商業・仕事のこと

KY 空気読もう

 先日得意先の食堂で食事をしていた時のことである。丁度十一時半ごろであり、店内には他に客が数名いた。自分は余り混まない時間を見計らってきたが、食べ終わる頃には徐々に店内が込んで来た。十二時前の時刻で既に三分の二の席は埋まっていた。幸いなかなか繁盛しているみたいだ。忙しそうに働く店主を見ながら食後の一服をすると一際幸せな気分になった。その折、スーツ姿のサラリーマンが一人入ってきた。そろそろ出ようかなと何気なく彼を見ていると、彼は席に着かず厨房の店主の元に入って行った。知り合いのようだが、これから忙しい時間に商談かと少々疑問に思って何気なく眺めていた。その商談が終わったら会計を済ませようかと思っていたところ、穏やかな店主が少々苛立った声で「そんな話は後にしてくれないか」と。二十代後半らしき男は厨房を飛び出し、挨拶もせず店を出て行った。勘定を済ませていると店主が「いきなり来て材料を買ってくれって、この時間に」と苦笑していた。
 KYと言う言葉が一昔前に流行ったが、このセールスマンは一体何を考えていたのだろうか。食材に余程の自信を持っていたのだろうか。成績で頭が一杯だったのだろうか。何れにせよ、食堂が昼に忙しいことは食材を扱う業者ならば常識だろう。その時間にのこのこ現れるだけでも驚きだ。まして、店主が慌しく働いている状況でセールスが始められるものだろうか。注文でてんてこ舞の状況、一体どんな商談をするつもりだったのだろうか。ある意味で興味が湧くほどだが。もっとも貴重な昼休みに訪れている客がそんな商談許すはずがない。
 相手の気持ちを慮らなければ商談以前の段階で相手に不愉快な思いをさせる。たとえどんなに良い食材であっても、どんなにリーズナブルな物であっても、宝の持ち腐れになってしまう。会社の評判を落とすことすらありえることだ。恐ろしいことである。その業者が悪徳業者ならいざ知らず、もし本当に優れた食材を扱う業者ならば本当に損失だ。彼本人は営業成績を上げられず、会社は売上を得ず、店主は良い食材を失い、そしてエンドユーザーのお客さんも安くて美味い食材を食べ損なうことになってしまう。商談の時間を間違えただけで全て台無しになってしまった。

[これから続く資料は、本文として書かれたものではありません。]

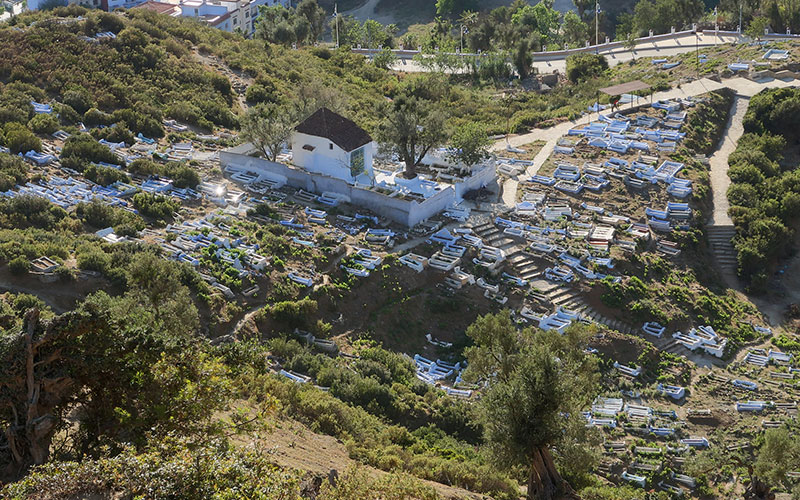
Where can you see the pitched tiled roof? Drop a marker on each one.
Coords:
(336, 128)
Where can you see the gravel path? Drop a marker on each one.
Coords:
(719, 163)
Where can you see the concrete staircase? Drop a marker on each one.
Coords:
(570, 298)
(719, 237)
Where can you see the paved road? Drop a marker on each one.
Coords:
(679, 43)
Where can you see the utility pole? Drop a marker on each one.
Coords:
(336, 22)
(697, 50)
(740, 18)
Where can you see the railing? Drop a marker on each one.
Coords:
(608, 45)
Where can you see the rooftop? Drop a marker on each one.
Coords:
(336, 128)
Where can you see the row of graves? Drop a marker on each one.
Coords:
(66, 187)
(646, 439)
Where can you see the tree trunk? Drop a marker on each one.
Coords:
(411, 169)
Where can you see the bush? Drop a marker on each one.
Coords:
(78, 99)
(43, 124)
(12, 171)
(30, 211)
(104, 175)
(293, 313)
(155, 206)
(81, 150)
(20, 140)
(19, 265)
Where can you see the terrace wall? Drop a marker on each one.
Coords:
(403, 211)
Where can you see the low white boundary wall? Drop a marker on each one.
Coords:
(402, 211)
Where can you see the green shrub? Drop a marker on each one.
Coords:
(20, 140)
(43, 124)
(19, 265)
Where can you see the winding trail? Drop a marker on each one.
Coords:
(719, 162)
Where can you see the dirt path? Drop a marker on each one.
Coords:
(239, 80)
(294, 445)
(719, 163)
(60, 296)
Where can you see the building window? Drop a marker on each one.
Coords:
(357, 162)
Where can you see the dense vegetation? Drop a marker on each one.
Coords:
(765, 194)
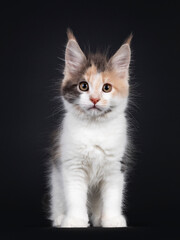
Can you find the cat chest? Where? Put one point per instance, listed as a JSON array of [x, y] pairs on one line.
[[93, 144]]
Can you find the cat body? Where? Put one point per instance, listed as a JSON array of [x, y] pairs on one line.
[[86, 179]]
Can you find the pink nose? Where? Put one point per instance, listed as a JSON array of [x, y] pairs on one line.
[[94, 100]]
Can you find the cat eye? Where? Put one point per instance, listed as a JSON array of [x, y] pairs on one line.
[[107, 87], [83, 86]]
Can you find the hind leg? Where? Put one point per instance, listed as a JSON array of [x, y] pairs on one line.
[[57, 198]]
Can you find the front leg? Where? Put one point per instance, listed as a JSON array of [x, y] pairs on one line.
[[75, 189], [112, 195]]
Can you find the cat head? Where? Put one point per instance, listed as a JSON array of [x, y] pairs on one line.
[[94, 86]]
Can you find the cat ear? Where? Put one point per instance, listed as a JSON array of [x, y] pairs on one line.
[[74, 57], [120, 61]]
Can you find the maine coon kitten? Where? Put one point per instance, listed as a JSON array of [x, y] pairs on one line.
[[87, 177]]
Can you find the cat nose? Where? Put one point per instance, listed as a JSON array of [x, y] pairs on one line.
[[94, 100]]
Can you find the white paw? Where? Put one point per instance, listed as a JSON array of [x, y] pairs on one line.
[[73, 222], [57, 222], [117, 221]]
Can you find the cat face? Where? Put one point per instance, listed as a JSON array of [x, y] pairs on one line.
[[93, 85]]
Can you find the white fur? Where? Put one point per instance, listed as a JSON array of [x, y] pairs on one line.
[[89, 166], [86, 182]]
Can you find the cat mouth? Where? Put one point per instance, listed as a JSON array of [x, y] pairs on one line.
[[94, 107]]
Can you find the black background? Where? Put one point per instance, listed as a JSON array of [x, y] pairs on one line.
[[33, 36]]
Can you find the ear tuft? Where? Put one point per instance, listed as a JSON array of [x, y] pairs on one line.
[[70, 34], [74, 57], [128, 40], [120, 61]]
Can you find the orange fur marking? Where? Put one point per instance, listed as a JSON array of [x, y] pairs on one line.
[[119, 83]]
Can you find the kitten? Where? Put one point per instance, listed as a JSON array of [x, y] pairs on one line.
[[87, 176]]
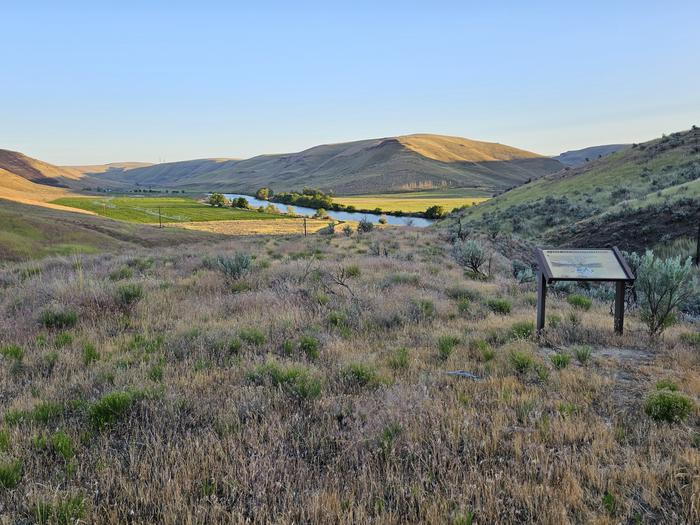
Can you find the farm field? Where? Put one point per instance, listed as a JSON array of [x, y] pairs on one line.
[[172, 209], [415, 201], [306, 380]]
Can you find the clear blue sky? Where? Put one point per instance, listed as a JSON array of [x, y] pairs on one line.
[[88, 83]]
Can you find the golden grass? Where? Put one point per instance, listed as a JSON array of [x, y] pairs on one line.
[[457, 149], [411, 201], [213, 439]]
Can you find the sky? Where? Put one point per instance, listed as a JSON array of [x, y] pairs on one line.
[[96, 82]]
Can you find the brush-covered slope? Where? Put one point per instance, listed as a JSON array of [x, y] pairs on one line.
[[367, 166], [576, 158], [28, 232], [635, 197]]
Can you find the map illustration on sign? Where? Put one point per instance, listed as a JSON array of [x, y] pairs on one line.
[[584, 264]]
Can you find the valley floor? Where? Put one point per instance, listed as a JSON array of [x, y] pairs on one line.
[[174, 386]]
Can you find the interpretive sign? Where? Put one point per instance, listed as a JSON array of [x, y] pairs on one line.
[[583, 265]]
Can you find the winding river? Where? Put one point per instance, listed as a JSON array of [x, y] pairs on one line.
[[337, 215]]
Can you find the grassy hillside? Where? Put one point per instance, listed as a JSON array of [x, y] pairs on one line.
[[640, 183], [579, 157], [151, 210], [151, 387], [33, 232], [391, 164]]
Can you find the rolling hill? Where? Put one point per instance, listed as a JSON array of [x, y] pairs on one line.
[[576, 158], [390, 164], [634, 198]]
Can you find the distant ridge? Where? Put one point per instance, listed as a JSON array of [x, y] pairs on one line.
[[576, 158], [389, 164]]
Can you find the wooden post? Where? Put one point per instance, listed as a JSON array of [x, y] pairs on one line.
[[541, 300], [619, 306]]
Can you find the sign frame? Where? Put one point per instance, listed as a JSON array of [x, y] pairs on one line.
[[545, 276]]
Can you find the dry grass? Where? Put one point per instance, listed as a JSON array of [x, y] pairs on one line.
[[215, 430]]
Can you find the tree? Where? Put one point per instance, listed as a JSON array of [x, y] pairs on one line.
[[662, 286], [263, 194], [471, 255], [240, 202], [217, 199], [436, 212]]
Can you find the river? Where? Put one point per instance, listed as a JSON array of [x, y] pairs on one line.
[[337, 215]]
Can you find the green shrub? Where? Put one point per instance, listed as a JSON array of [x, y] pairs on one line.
[[111, 407], [583, 353], [63, 339], [59, 319], [235, 266], [580, 302], [446, 345], [129, 294], [522, 362], [12, 352], [62, 512], [666, 384], [252, 336], [310, 346], [10, 474], [90, 354], [47, 411], [123, 272], [359, 374], [63, 445], [665, 405], [499, 306], [662, 287], [561, 360], [522, 330], [399, 359], [295, 380], [352, 271]]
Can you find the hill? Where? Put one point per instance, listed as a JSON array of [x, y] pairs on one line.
[[576, 158], [635, 198], [37, 231], [391, 164]]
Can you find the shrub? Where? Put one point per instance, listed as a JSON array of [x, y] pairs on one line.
[[63, 512], [352, 271], [499, 306], [470, 255], [561, 360], [123, 272], [59, 319], [10, 474], [110, 408], [522, 362], [12, 352], [310, 346], [365, 225], [522, 330], [662, 287], [665, 405], [359, 374], [580, 302], [446, 345], [583, 353], [295, 380], [666, 384], [90, 354], [399, 359], [235, 266], [252, 336]]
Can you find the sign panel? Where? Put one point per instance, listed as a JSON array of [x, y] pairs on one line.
[[584, 264]]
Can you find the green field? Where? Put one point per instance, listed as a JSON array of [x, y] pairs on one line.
[[171, 209], [415, 201]]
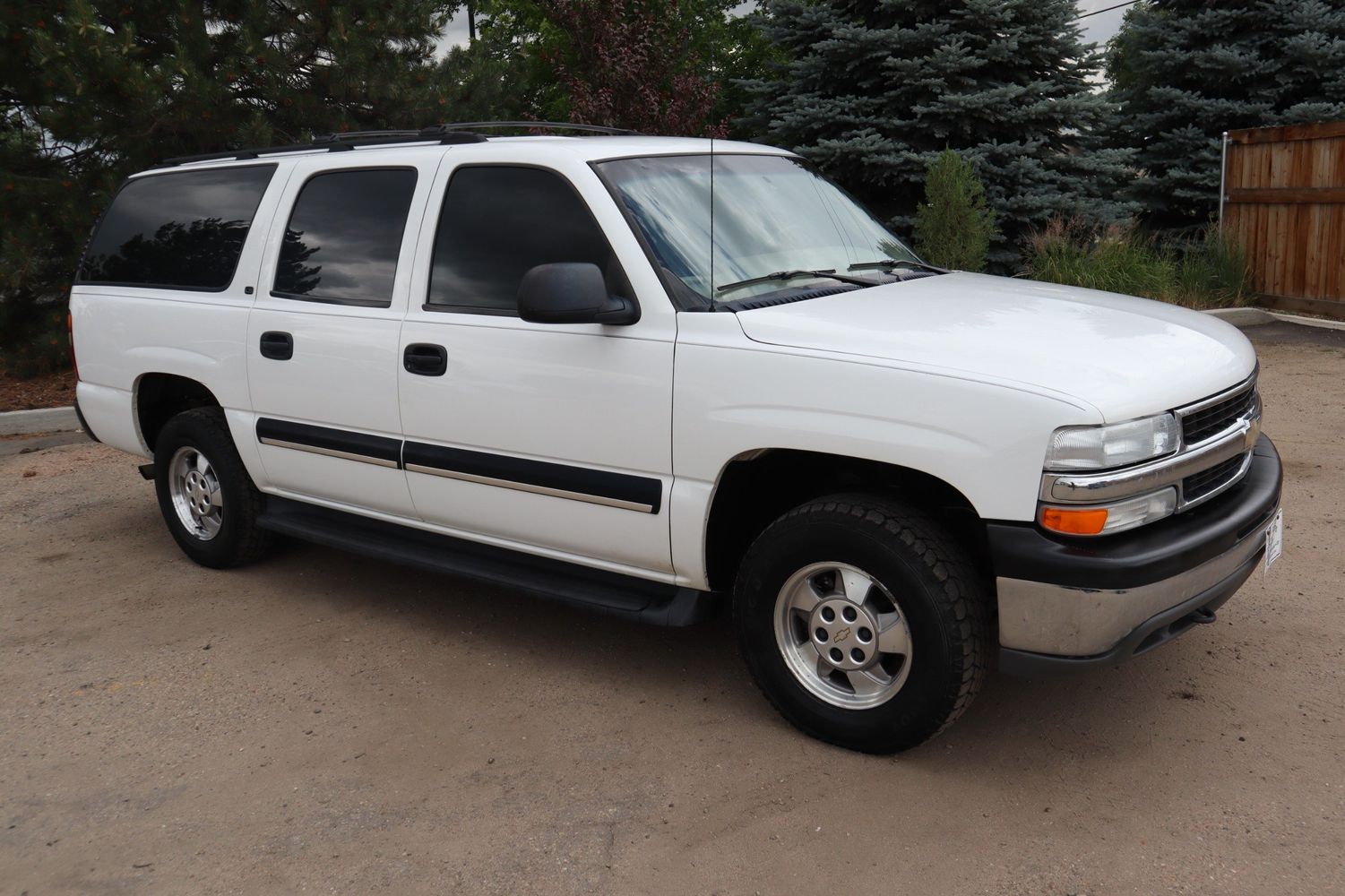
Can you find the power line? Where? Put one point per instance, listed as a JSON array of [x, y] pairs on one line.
[[1098, 13]]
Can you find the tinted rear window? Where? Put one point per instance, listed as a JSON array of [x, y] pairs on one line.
[[343, 237], [183, 229], [499, 222]]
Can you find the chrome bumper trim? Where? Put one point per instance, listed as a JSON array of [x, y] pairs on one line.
[[1091, 488], [1084, 622]]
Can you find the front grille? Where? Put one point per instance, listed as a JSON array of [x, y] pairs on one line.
[[1199, 485], [1202, 424]]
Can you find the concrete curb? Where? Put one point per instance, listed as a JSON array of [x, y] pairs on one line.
[[21, 423], [1242, 316], [1307, 322], [1256, 316]]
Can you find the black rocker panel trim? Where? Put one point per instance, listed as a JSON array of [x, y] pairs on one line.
[[601, 486], [378, 448]]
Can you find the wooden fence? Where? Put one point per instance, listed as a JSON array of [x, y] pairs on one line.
[[1283, 201]]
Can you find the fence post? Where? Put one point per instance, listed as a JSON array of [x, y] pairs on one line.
[[1223, 180]]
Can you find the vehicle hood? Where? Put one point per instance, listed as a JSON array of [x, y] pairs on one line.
[[1124, 356]]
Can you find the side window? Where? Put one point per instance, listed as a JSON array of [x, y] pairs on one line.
[[343, 237], [177, 230], [499, 222]]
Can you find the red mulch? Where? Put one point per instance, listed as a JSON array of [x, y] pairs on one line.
[[53, 391]]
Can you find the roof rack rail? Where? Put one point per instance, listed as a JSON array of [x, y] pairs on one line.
[[443, 134], [539, 125], [335, 142]]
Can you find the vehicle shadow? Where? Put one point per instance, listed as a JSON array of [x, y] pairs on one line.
[[1013, 721]]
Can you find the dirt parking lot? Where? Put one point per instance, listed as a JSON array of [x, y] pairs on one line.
[[325, 723]]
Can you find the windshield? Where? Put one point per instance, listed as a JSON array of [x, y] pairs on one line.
[[773, 222]]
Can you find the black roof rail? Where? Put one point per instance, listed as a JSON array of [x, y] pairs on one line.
[[443, 134], [333, 142], [539, 125]]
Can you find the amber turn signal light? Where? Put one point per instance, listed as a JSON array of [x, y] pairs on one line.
[[1075, 522]]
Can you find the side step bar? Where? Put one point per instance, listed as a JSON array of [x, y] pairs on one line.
[[598, 590]]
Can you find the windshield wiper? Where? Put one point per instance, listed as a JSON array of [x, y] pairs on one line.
[[792, 275], [888, 264]]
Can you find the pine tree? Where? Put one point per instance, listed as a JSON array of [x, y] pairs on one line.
[[1186, 70], [873, 90], [91, 90], [658, 66], [953, 225]]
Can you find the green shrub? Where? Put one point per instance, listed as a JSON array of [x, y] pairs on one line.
[[32, 340], [953, 225], [1210, 272]]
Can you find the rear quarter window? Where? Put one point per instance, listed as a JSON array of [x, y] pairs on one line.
[[177, 230]]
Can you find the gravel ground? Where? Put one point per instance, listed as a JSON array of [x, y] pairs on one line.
[[325, 723]]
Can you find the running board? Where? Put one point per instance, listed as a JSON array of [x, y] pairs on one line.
[[606, 592]]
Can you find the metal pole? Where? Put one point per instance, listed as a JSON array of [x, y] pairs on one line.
[[1223, 182]]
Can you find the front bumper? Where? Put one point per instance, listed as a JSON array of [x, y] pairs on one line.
[[1073, 604]]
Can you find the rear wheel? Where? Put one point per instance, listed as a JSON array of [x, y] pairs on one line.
[[206, 496], [864, 622]]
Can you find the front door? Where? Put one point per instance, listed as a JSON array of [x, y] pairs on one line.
[[322, 338], [549, 437]]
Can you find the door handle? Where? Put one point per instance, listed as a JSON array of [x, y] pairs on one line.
[[426, 359], [277, 346]]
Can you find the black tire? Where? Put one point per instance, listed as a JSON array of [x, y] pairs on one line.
[[943, 598], [238, 539]]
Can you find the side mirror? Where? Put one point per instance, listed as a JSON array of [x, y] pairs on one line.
[[572, 292]]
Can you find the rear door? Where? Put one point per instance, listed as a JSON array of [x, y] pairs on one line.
[[547, 437], [323, 334]]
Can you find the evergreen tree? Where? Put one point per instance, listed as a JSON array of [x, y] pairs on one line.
[[873, 90], [953, 225], [91, 90], [660, 66], [1186, 70]]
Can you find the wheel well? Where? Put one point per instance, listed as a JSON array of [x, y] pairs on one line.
[[757, 488], [160, 397]]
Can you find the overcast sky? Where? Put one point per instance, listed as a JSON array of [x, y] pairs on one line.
[[1098, 29]]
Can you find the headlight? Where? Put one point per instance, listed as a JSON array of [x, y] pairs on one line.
[[1110, 518], [1113, 444]]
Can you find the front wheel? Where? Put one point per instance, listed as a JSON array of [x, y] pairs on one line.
[[204, 493], [864, 622]]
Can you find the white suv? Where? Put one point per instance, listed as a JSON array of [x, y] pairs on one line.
[[639, 373]]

 どうもえらそうなことを述べてきた。だが、わが身を振り返ってどうだろうか。長年営業に携わっている自分自身、大なり小なりこのようなことをして来ただろう。自分自身が気付いていない過ちと言うのが今更恐ろしく感じられる。だが徒に恐れていても始まらない。交渉と言うものは人間対人間の行為であって、人間である以上相手のことを慮るしか道はないだろう。誠心誠意ということをあらためて痛感した出来事だった。